Special Forces Free Imprisoned Marines Who Visited the Capitol on Jan 6
By Michael Baxter
March 11, 2023
United States Special Forces on Wednesday liberated six armed forces members whom the criminal Biden Regime had “detained indefinitely” for visiting the Capitol on January 6. The six were held at a “secret” federal detention center in Long Island, New York, not in D.C. jails with countless other peaceful protesters whose Constitutional rights the regime trampled when it began targeting not only citizens who entered the Capitol but also innocent bystanders, sources in Gen. Eric M. Smith’s office told Real Raw News.
As of this writing, the feds have arrested more than 1000 innocent people in connection with the so-called insurrection; 518 have faced a litany of federal charges, and 26 have pleaded guilty to feloniously obstructing, impeding, or interfering with a law enforcement officer during a civil disorder—bogus charges. The government has convicted ten of seditious conspiracy, which carries up to a 20-year sentence.
White Hats, our source said, have no clue how many ANTIFA provocateurs were present but know with certitude that the feds singled out Trump-supporting constitutionalists due to their affiliation with entities—legal militia, for example—the government deems “domestic terrorists,” a phrase now used to vilify anyone eschewing the regime’s narrative. The criminal administration has also applied the term to the White Hat partition of the U.S. military.
Since January 6, 2021, the feds have arrested and held without bail 26 active-duty armed forces members. Three entered the Capitol but caused no damage; one put a MAGA hat on a statue. The other 23 were considered guilty by association.
When General Eric M. Smith assumed command on January 1, he vowed to do everything he could to free wrongfully imprisoned service members. He and the White Hat council, our source said, debated whether to release all January 6 protesters, but they decided against it because the feds and D.C. police have 500 agents and officers—an actual waste of manpower—guarding facilities housing Trump supporters still awaiting their day in corrupt federal court. Gen. Smith was aplomb in his decision. He felt that blood would spill into the streets.
“General Smith has asked President Trump to stand beside him in a joint speech demanding the release of all January 6ers, but Trump told him ‘now is not the right time for that’ but had some interesting intelligence,” our source said.
President Trump reportedly told General Smith that not all detained servicemembers were in D.C. jails. He had heard six Marines were being held at a clandestine federal detainment center in Uniondale, New York—at an abandoned warehouse the feds had converted into an illegal prison. General Smith quickly confirmed the facility’s existence and the Marines’ identities within. He also ascertained why the feds segregated the six: At the time of their arrest, they had ties to General David H. Berger.
Unlike the D.C. jails, only a handful of feds guarded the Uniondale location. After conferring with 5th Special Forces Group commander Col. Brent Lindemen, Gen. Smith agreed that a Special Forces Operational Detachment Alpha–elite teams consisting of mature, intense, highly-trained operators—would rescue his boys.
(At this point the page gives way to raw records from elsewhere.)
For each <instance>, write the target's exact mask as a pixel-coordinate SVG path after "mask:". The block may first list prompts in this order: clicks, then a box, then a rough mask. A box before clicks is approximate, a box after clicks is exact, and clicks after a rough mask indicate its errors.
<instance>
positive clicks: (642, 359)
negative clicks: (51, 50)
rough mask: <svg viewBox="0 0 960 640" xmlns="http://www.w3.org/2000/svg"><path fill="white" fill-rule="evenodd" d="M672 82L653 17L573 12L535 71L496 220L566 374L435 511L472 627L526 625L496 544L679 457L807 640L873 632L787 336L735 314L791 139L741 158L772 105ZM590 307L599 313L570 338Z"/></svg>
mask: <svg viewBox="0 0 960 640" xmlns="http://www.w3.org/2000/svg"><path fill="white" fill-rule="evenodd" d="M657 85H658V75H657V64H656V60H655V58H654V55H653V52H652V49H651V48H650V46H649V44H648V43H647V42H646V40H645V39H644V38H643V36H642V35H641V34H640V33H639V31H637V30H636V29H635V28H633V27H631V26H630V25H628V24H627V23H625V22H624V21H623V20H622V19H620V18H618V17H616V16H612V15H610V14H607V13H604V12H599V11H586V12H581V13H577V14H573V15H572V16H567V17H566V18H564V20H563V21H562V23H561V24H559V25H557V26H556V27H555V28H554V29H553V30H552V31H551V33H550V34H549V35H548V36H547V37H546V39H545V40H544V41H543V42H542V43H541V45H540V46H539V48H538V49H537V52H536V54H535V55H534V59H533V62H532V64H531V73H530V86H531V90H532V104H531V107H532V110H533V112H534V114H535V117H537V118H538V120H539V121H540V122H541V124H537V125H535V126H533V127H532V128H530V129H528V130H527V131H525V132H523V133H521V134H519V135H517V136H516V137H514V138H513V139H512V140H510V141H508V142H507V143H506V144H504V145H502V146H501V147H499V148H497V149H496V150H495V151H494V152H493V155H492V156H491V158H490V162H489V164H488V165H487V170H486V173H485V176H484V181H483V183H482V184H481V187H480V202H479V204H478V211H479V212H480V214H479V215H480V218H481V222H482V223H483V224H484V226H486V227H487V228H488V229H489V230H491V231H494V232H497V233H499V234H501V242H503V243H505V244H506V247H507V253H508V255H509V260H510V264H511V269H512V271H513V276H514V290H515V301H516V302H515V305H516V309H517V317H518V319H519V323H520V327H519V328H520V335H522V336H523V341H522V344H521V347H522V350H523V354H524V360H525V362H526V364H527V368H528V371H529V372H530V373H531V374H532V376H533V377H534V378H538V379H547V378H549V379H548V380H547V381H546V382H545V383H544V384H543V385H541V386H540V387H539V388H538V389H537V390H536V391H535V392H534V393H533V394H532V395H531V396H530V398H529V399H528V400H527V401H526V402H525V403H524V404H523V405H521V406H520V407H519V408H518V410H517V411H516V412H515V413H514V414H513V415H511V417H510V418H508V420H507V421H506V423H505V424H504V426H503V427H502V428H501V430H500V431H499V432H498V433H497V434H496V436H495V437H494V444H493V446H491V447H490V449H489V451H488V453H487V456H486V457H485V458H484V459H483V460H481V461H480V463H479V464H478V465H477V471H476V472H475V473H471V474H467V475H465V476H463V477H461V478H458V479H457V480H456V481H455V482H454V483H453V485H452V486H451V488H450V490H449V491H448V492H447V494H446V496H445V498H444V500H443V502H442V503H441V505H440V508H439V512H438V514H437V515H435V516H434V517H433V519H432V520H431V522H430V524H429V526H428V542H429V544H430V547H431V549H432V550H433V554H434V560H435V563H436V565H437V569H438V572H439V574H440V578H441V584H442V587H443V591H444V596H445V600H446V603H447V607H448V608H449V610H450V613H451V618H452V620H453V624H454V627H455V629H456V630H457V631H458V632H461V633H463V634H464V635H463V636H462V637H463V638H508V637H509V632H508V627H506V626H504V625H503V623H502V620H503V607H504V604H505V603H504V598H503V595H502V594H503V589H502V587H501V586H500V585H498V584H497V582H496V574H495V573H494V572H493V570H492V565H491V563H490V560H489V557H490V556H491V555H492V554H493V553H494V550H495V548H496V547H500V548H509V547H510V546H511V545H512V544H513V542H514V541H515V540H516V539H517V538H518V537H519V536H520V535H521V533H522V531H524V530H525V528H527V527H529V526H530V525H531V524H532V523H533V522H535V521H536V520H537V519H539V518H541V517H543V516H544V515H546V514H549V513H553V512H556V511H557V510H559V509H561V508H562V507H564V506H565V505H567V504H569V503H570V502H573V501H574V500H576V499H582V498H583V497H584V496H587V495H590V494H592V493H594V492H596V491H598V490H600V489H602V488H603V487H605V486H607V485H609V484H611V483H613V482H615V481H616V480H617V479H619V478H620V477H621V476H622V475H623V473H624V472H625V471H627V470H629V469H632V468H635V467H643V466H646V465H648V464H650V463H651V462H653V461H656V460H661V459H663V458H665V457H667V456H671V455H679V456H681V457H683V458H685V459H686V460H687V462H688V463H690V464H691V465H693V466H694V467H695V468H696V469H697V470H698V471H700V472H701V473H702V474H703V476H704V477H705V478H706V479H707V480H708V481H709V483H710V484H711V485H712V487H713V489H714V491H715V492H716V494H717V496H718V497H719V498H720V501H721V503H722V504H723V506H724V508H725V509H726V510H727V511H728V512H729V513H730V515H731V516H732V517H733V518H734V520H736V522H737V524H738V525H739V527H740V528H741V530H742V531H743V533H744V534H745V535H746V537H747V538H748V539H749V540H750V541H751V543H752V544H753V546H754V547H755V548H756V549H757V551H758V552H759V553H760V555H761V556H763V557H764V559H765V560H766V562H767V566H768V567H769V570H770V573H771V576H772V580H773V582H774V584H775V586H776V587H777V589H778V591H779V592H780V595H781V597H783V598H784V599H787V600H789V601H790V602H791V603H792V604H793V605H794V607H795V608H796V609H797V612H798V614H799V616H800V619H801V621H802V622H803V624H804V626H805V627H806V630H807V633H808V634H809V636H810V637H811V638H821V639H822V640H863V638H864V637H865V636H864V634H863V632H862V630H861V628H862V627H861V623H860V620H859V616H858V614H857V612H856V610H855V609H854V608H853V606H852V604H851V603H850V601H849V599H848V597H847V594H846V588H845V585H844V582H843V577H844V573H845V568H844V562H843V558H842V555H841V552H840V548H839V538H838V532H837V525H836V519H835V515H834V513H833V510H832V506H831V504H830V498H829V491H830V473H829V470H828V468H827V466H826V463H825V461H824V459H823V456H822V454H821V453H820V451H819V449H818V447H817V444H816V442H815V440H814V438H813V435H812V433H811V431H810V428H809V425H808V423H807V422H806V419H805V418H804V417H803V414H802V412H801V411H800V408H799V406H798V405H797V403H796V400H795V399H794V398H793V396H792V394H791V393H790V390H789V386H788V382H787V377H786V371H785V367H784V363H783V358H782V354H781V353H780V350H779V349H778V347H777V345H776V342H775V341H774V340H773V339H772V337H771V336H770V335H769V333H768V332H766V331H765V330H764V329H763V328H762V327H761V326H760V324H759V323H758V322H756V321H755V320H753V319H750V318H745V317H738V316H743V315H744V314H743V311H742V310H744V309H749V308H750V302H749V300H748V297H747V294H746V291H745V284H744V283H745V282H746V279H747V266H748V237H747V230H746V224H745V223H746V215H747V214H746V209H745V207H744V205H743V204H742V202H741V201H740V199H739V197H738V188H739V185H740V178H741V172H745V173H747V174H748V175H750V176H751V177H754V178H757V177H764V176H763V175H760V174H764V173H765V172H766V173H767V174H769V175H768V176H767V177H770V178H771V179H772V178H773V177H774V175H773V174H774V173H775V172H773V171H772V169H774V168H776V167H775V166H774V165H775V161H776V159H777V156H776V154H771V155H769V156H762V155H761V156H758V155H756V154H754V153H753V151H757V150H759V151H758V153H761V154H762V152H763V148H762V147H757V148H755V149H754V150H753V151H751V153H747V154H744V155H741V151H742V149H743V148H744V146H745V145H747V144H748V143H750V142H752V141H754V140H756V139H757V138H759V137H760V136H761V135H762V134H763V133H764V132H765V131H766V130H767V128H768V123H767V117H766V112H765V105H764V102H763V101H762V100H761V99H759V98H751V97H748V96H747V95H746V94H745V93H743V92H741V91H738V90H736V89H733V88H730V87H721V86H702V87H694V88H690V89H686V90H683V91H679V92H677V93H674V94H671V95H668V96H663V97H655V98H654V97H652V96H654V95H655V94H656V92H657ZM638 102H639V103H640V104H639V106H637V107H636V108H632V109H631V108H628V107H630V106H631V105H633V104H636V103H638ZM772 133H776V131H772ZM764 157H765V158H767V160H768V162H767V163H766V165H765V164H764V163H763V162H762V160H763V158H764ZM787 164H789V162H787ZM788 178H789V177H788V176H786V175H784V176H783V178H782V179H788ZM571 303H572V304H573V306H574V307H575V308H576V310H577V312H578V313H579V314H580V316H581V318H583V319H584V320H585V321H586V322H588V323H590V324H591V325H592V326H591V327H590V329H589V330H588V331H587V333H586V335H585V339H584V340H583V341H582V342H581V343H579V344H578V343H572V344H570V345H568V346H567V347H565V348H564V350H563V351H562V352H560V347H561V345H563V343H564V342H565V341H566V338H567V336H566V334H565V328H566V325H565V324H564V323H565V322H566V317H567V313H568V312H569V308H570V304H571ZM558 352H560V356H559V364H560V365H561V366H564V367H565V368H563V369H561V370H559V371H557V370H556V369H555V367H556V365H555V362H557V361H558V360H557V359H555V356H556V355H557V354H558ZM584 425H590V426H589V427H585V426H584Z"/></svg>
At 2:00 a.m. on March 8, Special Forces in civilian vehicles drove past the prison and saw eight sentries wearing FBI and Homeland Security windbreakers patrolling the perimeter. They parked nearby, then breached the chain-link fence encircling the jail. Special Forces ambushed the federal sentries, killing them with suppressor-equipped rifles and sidearms. The corpses conveniently had keys to the door, saving Special Forces the trouble of rigging explosives to gain entry. The door opened into a hallway lined on either side with vacant cells with electro-mechanical doors. The unit split in two; half searched for a control room while the other half sought out the imprisoned Marines, peering through a small rectangular window on each cell door.
The half looking for the Marines had to kill two boisterous feds that came clomping around a bend in the hallway. They died where they stood—two rounds, two kills. By then, the other team had found the control room in the center of the warehouse-turned-prison. In the end, only 6 of 53 cells were occupied—just Marines in terrible health, emaciated and dehydrated as if they hadn’t received food or water in days, laying listless in what could have been their tomb. A sunken-eyed Marine had been beaten to a bloody pulp; his face pockmarked with cigarette burns. “Get my Marines out of here,” he told Special Forces.
Special Forces carried those too weak to move as they egressed the building, slaying three more feds who tried unsuccessfully to block the exit. They shoved aside the bullet-ridden bodies and exfiltrated the structure.
The Marines, our source said, have been sent to Womack Army Medical Center, Fort Bragg, for treatment.
Asked about the 21 armed forces members still in federal custody, our source said, “General Smith is determined to bring all our boys home. It might not be today, it might not be tomorrow, but we’ll get them, and those responsible will pay.”
“This is a victory,” he added. “We wish we could free everyone, but Gen. Smith wants political help to make that happen.”